The problem is that government is so standards based by the time the implement a new security strategy, the hackers will already know how to breach it.
Slashdot Mirror
see for yourself:
http://www.steelcape.com/
You are somewhat correct. The attack vectors that are eliminated by closing ports on the firewall are:
1) Port based exploits
2) Man-in-the-middle attacks
3) Wireless attacks-as long as router or AP is protected by Steelcape
4) DNS hijacking
5) packet ip spoofing and hijacking
If TJMAXX was using a stronger password policy and was using Steelcape's protocol from the WAP or wireless router to the wireless device or to the server there would be no $6 billion dollar poster child, since their firewall would have denied the hackers attempts to access their private network.
UTM is the new buzzword for security appliances, which for the lay person is: unified threat management. As complicated as UTMs are, when sold to SMB users, as described in the article, most do not employ a full-time sys-ad and either self configure or hire a consultant. The problem is that daily business needs are dynamic and the average VP/CFO/CTO/CSO/CIO all in one will not configure all of the flags, filters, and rules to adequately protect the internal network, like accidentally placing the file server in the DMZ. These UTM devices are marketed as the drop in fix-all plug it in and forget about it solution, and not to mention affordable for the SMB market. UTMs are also in the Enterprise market as large companies buy smaller companies to create SOA UTMs, like Cisco buying Iron Port, and are a morphed version of VPN, IPS, Firewall, NAC, and AV rolled into one. Traditionally each device required a sys ad and now with the new SOA model only 1 person is needed to manage that 1 box. So now imagine what 4 sys ads did and there is 1 sys ad with 1 device and the many flags? In the end the private network still gets hacked since the ports are open on the firewall and the NAC and IPS do not detect the hostile packets as the hackers have already found a way to bypass the security. Why so complicated? What about just closing the ports on the firewall entirely and using a basic commodity firewall? Then how is traffic going to get through like VPN? Easy. Steelcape Inc has engineered a new protocol that allows traffic to go through the closed ports on a firewall thus eliminating the primary attack vector of hackers. Set up takes only minutes and there is an added layer of security with an enterprise server that determines which zones can transact data which is similar to a VLAN. If these SMBs used the Steelcape solution they would have kept their firewalls and had a securer network.

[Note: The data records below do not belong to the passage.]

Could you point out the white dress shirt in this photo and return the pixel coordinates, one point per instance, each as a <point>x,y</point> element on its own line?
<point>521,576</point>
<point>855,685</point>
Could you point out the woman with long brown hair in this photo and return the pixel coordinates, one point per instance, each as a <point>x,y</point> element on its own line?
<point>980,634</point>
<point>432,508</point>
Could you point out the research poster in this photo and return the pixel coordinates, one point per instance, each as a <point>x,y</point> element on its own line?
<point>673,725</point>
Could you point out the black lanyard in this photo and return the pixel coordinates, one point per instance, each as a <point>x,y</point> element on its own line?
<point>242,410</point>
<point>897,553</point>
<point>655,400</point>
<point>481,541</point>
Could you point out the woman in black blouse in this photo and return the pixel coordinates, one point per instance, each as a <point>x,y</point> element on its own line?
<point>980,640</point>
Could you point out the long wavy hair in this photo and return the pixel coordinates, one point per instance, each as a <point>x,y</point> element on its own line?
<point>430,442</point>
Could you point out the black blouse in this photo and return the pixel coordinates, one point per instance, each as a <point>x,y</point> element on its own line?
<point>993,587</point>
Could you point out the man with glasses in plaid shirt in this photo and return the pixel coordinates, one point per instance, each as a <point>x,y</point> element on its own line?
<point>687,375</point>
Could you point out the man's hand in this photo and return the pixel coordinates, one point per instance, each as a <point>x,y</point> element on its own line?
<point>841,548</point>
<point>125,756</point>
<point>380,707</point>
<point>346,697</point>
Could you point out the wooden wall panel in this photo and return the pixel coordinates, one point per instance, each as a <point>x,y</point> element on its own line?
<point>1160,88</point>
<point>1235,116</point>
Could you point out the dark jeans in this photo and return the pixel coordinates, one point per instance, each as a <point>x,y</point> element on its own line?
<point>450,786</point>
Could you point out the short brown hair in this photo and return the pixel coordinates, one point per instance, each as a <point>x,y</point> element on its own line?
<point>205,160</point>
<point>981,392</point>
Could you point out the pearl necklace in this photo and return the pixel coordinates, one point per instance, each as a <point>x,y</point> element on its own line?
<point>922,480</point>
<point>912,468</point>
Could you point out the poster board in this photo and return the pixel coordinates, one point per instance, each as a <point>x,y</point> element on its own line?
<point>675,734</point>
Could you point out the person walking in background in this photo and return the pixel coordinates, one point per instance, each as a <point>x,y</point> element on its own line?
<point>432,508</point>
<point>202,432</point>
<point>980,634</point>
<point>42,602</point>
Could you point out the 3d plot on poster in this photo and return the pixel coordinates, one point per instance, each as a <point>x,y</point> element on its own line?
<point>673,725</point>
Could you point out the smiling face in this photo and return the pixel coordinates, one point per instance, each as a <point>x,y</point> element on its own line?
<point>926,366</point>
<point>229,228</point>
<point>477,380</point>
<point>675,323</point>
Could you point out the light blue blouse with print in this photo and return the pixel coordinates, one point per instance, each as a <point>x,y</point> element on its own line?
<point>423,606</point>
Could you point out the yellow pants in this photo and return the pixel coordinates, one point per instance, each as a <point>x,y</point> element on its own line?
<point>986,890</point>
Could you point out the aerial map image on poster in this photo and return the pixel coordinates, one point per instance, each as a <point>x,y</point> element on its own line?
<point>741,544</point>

If they could only procure faster: technology, personnel, etc... The government agencies could have used more cutting edge security like NACs, IDS, and IPS appliances. To be even more cutting edge they could have implemented the super stealthy Steelcape protocol and had all of their firewalls locked down. I came across Steelcape while looking for port scanning software and realized they are a security company. The protocol allows packets to go through closed ports on the firewall, and the packets themselves are encrypted with 256 RSA. Another cool thing is that the packet header has a 48 bit digital signature that regenerates very few milliseconds, which would seem to eliminate any man-in-the-middle attacks or packet hijacking. The problem is that government is so standards based by the time the implement a new security strategy, the hackers will already know how to breach it.